Als Ananda zwischen 81 und 82 Jahre alt war, hatten fast alle führenden Yogis gleichzeitig ihren Studienabschluss. Sie hatten ihre eigenen Kreise und schienen in der Gemeinschaft fest integriert zu sein. Die wenigsten von ihnen jedoch waren aus Wien. Nach dem Studium mussten viele wieder zurück in ihr Bundesland. Yogis, an die man sich schon durch Jahre gewöhnt hatte, waren auf einmal nicht mehr da und hinterließen eine schmerzvolle Lücke. Auch für die anderen trat die Notwendigkeit in den Vordergrund Geld zu verdienen, nach Arbeitstellen Ausschau zu halten und sich dort einzuarbeiten. Das Leben wurde von neuen Verpflichtungen dominiert, das Studentenleben mit genügend Freizeit für den Yoga war vorbei.

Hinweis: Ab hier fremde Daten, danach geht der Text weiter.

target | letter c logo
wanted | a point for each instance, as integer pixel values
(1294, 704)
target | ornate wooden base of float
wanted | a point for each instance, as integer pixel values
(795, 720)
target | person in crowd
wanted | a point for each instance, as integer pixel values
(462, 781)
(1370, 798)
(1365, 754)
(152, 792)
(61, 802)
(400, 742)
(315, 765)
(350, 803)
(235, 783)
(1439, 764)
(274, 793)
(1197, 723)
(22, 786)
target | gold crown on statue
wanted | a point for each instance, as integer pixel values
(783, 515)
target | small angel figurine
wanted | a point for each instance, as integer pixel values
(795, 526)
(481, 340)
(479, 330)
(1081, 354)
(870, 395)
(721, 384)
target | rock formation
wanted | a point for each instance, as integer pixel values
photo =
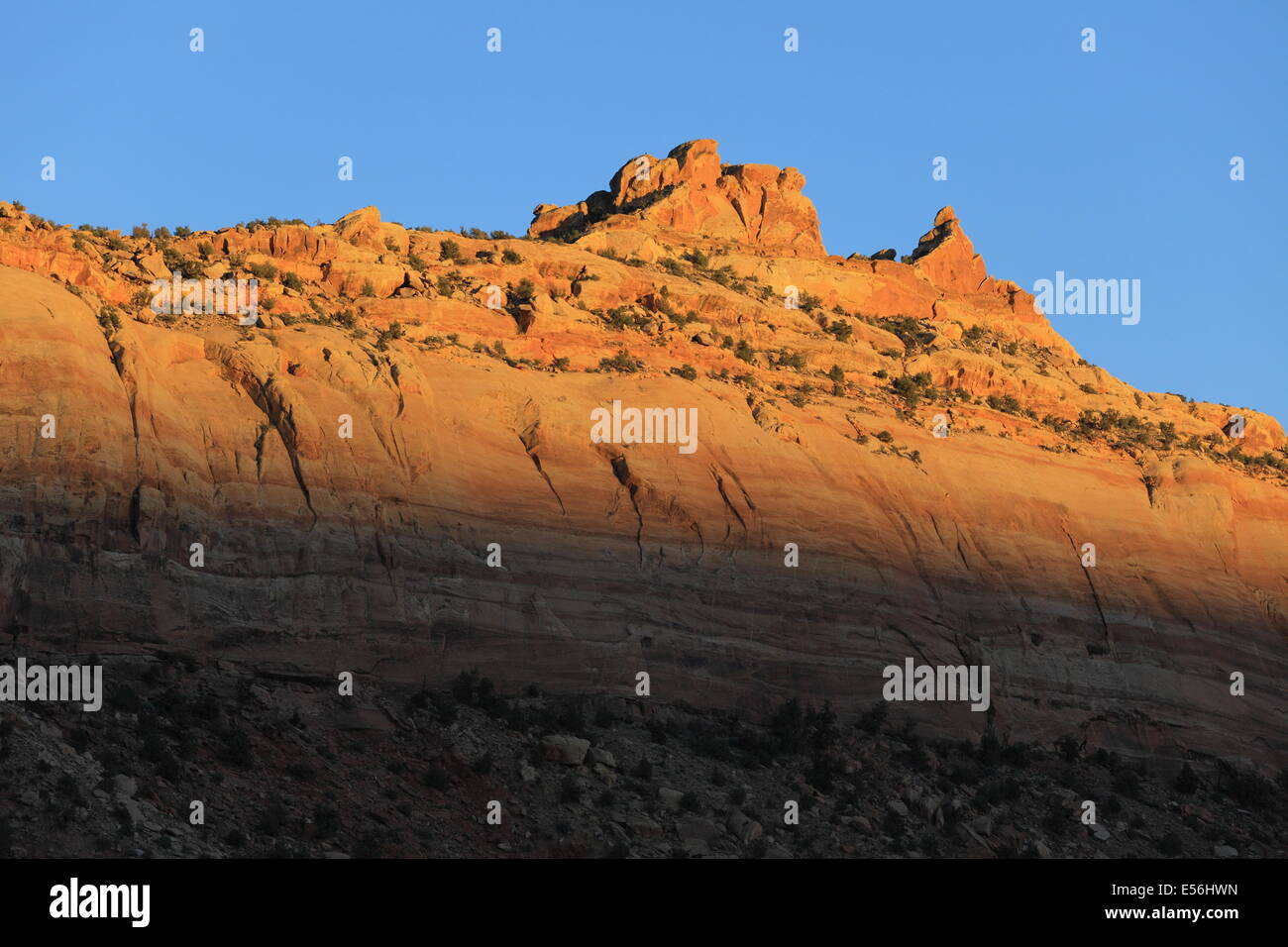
(816, 423)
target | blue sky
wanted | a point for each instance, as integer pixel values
(1107, 165)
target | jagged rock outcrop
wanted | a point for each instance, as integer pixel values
(815, 427)
(691, 192)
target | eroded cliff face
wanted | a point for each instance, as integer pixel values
(471, 425)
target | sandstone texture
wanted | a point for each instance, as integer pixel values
(471, 425)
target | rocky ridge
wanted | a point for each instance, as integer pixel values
(471, 427)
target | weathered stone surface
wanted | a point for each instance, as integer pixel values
(370, 552)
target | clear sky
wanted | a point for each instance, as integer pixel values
(1113, 163)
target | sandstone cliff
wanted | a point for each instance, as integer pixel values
(471, 425)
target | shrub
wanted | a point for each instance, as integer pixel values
(622, 361)
(841, 329)
(1068, 748)
(263, 270)
(874, 716)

Das und einige weitere Koinzidenzen zerrütteten die Yogagemeinschaft und innerhalb eines halben Jahres hatte sich diese bis auf einen kleinen Rest aufgelöst.

Es war für uns alle ein schwerer Schlag, zumal wir blind in die Zukunft hinein gelebt hatten und keine Vorkehrungen für derlei Situationen getroffen hatten. Heutzutage wundere ich mich über unsere Ahnungslosigkeit.

Für die Yogis begann eine Diaspora. Da war kein Ashram mehr, der ihnen als Heimat diente und in der Suche nach Gleichgesinnten und der Möglichkeit einer spirituellen Weiterentwicklung wendeten sie sich den verschiedensten Richtungen zu, vornehmlich den drei innerhalb des Ashrams etablierten Hauptströmungen Medjugorje, Buddhismus und Satya Sai Baba.

Die Yogis waren in alle Winde verstreut und nur im Herzen blieben wir vereint. Jetzt, da ich diese Zeilen schreibe, erinnere ich mich an einen Traum von heute Nacht, in dem mich einige Yogis von früher aufsuchten, wir uns freudig begrüßten und eine Weile beisammen waren. Kurz vor meinem Aufwachen verabschiedeten wir uns liebevoll unter Tränen.